Trentasette anni fa, il 24 marzo 1980 moriva Oscar Arnulfo Romero, arcivescovo di San Salvador, colpito durante la celebrazione eucaristica da un sicario dei cosiddetti “squadroni della morte” a causa del suo impegno per la giustizia. ” Qualcuno da Roma dovrebbe andare a completare quella Messa”, commentò , lo ricordo, in quella occasione padre David Turoldo, religioso e poeta che avevo conosciuto e frequentato a Firenze nei miei anni giovanili. Non lo fecero invece neppure i vescovi salvadoregni, la maggioranza dei quali lo aveva isolato in vita e addirittura denunciato alla Santa Sede, dove avevano dalla loro parte – come ha scritto il teologo Vito Mancuso – “i cardinali di Curia López Trujillo e Castrillón Hoyos, tanto potenti sotto Woityla e Ratzinger”. Dieci anni dopo quella tragica morte sull’altare , di fronte al silenzio su Romero delle gerarchie ecclesiastiche, lo stesso Turoldo scrisse in polemica con Giovanni Paolo II del «silenzio che stazza sulla tomba del fratello Vescovo Oscar Romero, nuovamente ucciso da questo silenzio». Ci sono voluti 35 anni e il pontificato di un Papa sudamericano perché il 23 maggio del 2015 Francesco lo proclamasse beato e martire della fede. Ha dichiarato monsignor Vincenzo Paglia, il postulatore della causa di beatificazione: «Romero ha avuto scontri con il nunzio, con il Vaticano, con i poteri locali che lo definivano comunista solo perché aveva scelto di sporcarsi le mani dedicandosi all’aspetto sociale del dogma». Nel linguaggio ecclesiastico voleva dire che non si limitava a predicare i principi della morale cristiana ma faceva denunce concrete. (nandocan)

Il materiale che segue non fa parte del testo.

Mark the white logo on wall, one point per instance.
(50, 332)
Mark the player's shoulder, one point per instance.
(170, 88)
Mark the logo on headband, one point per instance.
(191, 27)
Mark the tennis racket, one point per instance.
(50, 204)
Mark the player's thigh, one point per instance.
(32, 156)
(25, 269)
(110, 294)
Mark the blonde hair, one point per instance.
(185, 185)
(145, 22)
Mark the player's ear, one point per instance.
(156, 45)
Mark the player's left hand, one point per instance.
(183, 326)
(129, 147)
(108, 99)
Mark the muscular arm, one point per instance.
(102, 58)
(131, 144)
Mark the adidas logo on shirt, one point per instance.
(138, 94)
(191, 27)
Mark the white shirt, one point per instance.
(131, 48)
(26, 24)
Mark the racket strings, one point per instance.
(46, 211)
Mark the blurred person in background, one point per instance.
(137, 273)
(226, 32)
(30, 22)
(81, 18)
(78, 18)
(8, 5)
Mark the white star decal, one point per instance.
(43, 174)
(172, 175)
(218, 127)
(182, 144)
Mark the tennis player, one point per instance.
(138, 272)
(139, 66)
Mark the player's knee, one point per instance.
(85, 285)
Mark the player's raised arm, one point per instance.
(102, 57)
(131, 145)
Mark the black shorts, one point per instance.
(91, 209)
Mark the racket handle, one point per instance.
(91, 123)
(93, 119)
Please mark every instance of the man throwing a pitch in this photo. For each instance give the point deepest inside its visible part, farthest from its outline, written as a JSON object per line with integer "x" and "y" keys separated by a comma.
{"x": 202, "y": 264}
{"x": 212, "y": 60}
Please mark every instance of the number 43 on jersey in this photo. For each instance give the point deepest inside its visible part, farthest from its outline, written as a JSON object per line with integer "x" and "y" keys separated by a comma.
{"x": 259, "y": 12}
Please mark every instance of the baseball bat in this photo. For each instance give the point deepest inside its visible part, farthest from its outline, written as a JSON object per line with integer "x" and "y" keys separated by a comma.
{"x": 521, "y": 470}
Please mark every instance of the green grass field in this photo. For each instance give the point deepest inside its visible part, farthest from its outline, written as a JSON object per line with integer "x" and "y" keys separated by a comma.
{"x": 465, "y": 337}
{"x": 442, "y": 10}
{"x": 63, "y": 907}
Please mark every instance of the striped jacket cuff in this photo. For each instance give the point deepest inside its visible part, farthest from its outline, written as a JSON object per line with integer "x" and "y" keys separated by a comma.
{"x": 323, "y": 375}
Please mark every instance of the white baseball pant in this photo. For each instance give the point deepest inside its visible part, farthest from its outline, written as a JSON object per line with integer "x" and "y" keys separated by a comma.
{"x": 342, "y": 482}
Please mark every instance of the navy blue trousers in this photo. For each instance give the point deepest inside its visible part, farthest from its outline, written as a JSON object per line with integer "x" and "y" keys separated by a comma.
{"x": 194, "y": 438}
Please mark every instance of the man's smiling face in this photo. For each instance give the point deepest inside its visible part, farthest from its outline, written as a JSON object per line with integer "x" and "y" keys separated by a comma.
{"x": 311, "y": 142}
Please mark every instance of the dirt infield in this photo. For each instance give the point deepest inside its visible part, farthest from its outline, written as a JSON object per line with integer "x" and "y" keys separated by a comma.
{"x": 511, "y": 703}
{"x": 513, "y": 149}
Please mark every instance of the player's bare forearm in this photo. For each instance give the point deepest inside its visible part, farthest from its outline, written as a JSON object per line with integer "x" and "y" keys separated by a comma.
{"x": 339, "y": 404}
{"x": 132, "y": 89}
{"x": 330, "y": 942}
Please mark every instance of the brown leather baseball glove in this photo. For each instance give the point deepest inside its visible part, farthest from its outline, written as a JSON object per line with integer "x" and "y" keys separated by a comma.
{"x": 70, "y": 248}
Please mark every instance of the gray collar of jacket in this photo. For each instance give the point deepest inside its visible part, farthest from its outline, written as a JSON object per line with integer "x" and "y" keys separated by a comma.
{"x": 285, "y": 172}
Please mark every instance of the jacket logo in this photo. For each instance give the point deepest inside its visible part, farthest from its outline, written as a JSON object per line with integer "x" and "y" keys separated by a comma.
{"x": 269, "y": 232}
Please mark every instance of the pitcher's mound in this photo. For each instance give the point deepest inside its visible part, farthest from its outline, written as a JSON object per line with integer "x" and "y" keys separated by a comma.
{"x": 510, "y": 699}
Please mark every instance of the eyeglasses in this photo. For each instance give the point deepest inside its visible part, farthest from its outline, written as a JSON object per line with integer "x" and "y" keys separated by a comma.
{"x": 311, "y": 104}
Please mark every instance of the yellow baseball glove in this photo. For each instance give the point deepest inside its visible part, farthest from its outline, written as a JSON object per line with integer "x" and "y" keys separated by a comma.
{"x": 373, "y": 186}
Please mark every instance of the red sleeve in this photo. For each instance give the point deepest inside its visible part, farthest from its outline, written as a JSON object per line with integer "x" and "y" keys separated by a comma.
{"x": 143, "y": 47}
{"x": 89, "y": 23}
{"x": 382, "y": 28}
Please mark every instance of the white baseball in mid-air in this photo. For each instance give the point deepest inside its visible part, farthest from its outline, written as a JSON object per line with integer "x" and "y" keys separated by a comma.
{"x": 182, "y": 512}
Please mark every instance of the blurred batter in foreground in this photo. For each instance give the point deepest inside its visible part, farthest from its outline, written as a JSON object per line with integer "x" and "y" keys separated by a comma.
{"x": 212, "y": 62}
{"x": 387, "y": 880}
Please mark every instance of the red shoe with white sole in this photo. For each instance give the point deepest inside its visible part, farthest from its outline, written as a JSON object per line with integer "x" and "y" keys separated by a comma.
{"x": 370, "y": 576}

***di Massimo Marnetto, 24 marzo 2017 – Io lo ricordo sempre.
Oscar Romero è stato assassinato il 24 Marzo 1980, perché ha denunciato lo sfruttamento e la violenza dei latifondisti, ai danni della massa dei più poveri. La sua parola pubblica si levava per rendere noto a tutto il mondo questa oppressione. Le minacce né l’assassinio del suo confratello gesuita Rutillio Grande con due catecumeni chiuse la sua bocca.
I catto-latifondisti volevano che si occupasse di anime, non di giustizia sociale. Gli avevano proposto di costruirgli un palazzo sontuoso come nuova residenza, ma Romero scelse di vivere in una stanza nell’ospedale dove venivano a morire i malati della sua gente, che non aveva i soldi per curarsi. Visto che con le buone non cedeva, lo assassinarono in chiesa, mentre diceva messa. I suoi poveri lo volevano santo, ma la sua storia era troppo rivolta agli ultimi e molti lo consideravano un “comunista” non degno degli onori degli altari.
Per me Romero è il costante esempio di ciò che vuol dire essere un credente. Stare dalla parte dei poveri e impegnarsi con la “parola pubblica” per denunciare chi opprime gli ultimi.
Il cristianesimo senza lotta alle diseguaglianze è una superstizione. Riposa in pace, Romero, noi continuiamo a lottare per chi viene umiliato.